The euro fell against the dollar Monday on heightened concerns about the huge debts of certain European countries, notably Greece.
In London morning deals, the single currency fell to $1.4327 from $1.4343 in New York late on Friday.
Against the Japanese currency, the dollar rose to 90.42 yen from 90.40 yen on Friday.
The dollar was supported against the euro by recent upbeat US economic data that contrasted with gloomy news from Europe, where worries are growing that government debt problems may threaten an economic recovery, dealers said.

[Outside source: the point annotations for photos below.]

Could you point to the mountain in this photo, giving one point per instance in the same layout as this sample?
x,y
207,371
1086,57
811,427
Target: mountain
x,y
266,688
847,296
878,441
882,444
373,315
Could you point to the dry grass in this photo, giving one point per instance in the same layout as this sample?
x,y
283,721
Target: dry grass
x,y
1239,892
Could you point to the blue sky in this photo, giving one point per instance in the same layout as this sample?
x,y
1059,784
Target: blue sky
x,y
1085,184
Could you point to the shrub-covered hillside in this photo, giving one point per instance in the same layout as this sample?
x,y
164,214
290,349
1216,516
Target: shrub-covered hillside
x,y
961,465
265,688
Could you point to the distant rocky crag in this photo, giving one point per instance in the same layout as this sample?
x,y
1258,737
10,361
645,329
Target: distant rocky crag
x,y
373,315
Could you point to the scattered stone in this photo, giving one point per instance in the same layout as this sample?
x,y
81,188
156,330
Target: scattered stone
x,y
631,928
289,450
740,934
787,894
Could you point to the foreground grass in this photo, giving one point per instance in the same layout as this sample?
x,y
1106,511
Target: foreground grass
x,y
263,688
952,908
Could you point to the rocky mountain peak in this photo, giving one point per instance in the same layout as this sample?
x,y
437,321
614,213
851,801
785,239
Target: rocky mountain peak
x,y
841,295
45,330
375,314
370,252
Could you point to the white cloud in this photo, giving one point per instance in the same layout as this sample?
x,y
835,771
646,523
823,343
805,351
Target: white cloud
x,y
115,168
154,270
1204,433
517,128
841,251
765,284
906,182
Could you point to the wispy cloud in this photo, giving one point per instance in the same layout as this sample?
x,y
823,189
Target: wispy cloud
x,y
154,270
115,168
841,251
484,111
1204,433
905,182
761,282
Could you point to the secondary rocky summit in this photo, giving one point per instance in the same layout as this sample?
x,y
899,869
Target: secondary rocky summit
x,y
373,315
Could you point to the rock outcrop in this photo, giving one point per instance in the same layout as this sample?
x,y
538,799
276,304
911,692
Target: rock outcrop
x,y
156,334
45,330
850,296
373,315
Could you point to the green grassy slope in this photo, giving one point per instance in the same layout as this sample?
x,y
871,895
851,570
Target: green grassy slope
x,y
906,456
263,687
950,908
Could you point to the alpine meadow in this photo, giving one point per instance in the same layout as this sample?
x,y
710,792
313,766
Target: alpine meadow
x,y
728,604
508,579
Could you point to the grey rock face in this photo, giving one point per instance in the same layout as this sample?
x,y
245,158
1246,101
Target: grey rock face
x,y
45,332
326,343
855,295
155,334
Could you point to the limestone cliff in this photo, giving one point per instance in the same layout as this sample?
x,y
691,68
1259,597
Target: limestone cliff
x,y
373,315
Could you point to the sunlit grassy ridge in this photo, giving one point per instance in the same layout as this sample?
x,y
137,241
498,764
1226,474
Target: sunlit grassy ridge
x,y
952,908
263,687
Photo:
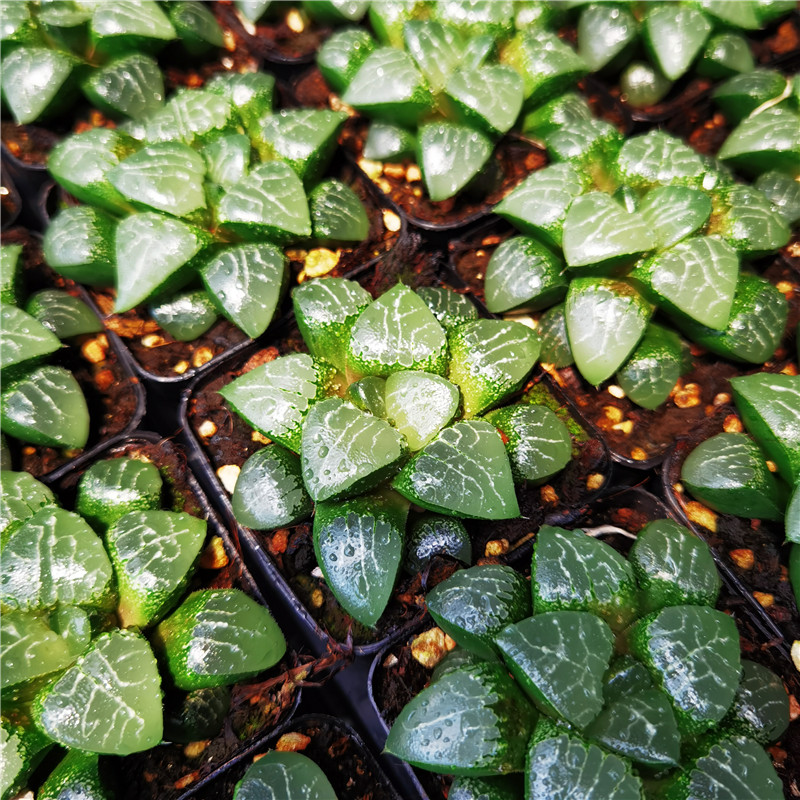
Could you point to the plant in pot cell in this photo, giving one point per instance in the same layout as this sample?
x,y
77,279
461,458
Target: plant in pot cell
x,y
95,628
624,682
377,426
181,217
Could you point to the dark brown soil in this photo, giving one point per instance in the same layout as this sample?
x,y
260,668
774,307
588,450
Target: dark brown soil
x,y
112,392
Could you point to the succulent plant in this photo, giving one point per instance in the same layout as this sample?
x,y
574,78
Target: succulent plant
x,y
587,713
177,202
67,667
391,406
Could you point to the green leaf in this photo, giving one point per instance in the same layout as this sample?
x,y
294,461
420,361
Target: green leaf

The European Central Bank has no plans to bail out debt-suffering Greece and expects the eurozone member to sort out its finances on its own, an ECB governing council member said in an interview published on Monday.
"One has to be very clear: The ECB has no mandate or intention to take into account the situation of a specific country, especially not with regard to public finances," Ewald Nowotny told The Wall Street Journal.
"Our baseline scenario is that the Greek government will be able to fulfill its promises," Nowotny, who is head of the Austrian central bank, said in an interview conducted on Friday.
Greece's sovereign credit rating has been downgraded this month owing to its growing public deficit and debt.
Greece's debt is now estimated at 300 billion euros ($430 million), three times the size of Germany's, which is the biggest eurozone economy.
In the US meanwhile, home sales and durable goods orders are among the economic indicators due to be released this week and digested by the foreign exchange market.
The greenback got a boost in early trading Monday from safe-haven demand due to increased tensions in the Middle East, after Iranian troops occupied an Iraqi oil well in a disputed border area from Friday until Sunday, dealers said.
It was the first serious incident between the two neighbours since the US-led invasion of 2003 that toppled Saddam Hussein, whose forces fought a 1980-1988 war against Iran.
Market players will meanwhile be looking at Wednesday's minutes of the Bank of England's most recent policy meeting for any clues on when it will exit its emergency measure of flooding markets with cash, known as quantitative easing.
They largely overlooked fresh data out of Japan showing the world's second largest economy logged a trade surplus for a 10th straight month in November, helped by recovering demand from China.